I consider it as a simple circuit where the aluminium foil is the wire. While I know that, if there is currect flows through the wire, there will be magnetic field, but can that magnetic field affect the wire itself ?

So, if I bend the any wire into U-shaped, the wire will attract to itself ?

Answer 1

Your question is a classic question. Yes the 2 wires will repel each other. The classic explanation is that this is the result of the $\vec{v}\times\vec{B}$ Lorentz force. Here $\vec{B}$ is the magnetic field that is produce by the current (Ampere's Law). This force is in opposite direction in the 2 aluminum "wires". Now comes the 64 million \$ question. We have learned that $q\vec{v}\times\vec{B}$ force cannot do any work as this force is perpendicular to $\vec{v}$. The answer is by no means obvious. The work is done by electric forces.

Here follows a note from my former colleague Professor Barton Zwieback at MIT.

Walter The issue of work by magnetic fields usually comes up. I have not yet looked at your example in detail, but the typical resolution is that the magnetic force never does work but allows other agent to do it.

This is explained in Griffiths’s Intro to Electrodynamics book, pages 210-211.

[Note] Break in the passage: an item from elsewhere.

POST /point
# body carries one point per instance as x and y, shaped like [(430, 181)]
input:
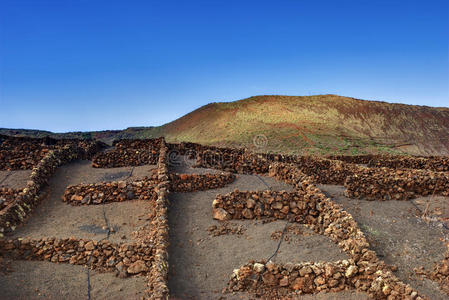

There are interesting analogs of this. Suppose you have a frictionless ramp and you push an object horizontally against it. The object will go up. The only force with up component acting on the object is the normal force perpendicular to the ramp. So it would seem that the normal force is pushing the object up. This is true but the normal force does not do work. The work is done by you, pushing horizontally. The normal force helps channel the motion upwards.

Answer 2

You don't usually see the effect of the magnetic force between two current-carrying wires because this force is quite weak. In demonstrations it is usual to use long strips of aluminium foil loosely suspended, because it is light and easily moved - eg by a breath of air. If the foils or wires were resting on a table, the force of friction would probably be too great for the magnetic force to overcome.

The force exists between any two current-carrying elements; they do not have to be part of different wires. If the wire or foil forms a loop the magnetic force repels (not attracts) parallel sections which carry opposite currents. The resulting forces try to expand the loop outwards. But again the force is weak and might have no effect because of friction.

In your case the weight or stiffness of the leads attached to the ends of the foil might prevent them from moving a noticeable distance.

Answer 3

This type of behavior (current in parallel sections of a conductor) is used to make the current (!!) official definition of the ampere:

One ampere is that unvarying current that, if present in each of two parallel conductors of infinite length and one meter apart in empty space, causes each conductor to experience a force of exactly $2\times 10^{-7}$ newtons per meter of length. (Young & Freedman, 9th edition, page 912)

If the currents in parallel wires are in opposite directions there will be repelling forces.

Current balances work from this same principle.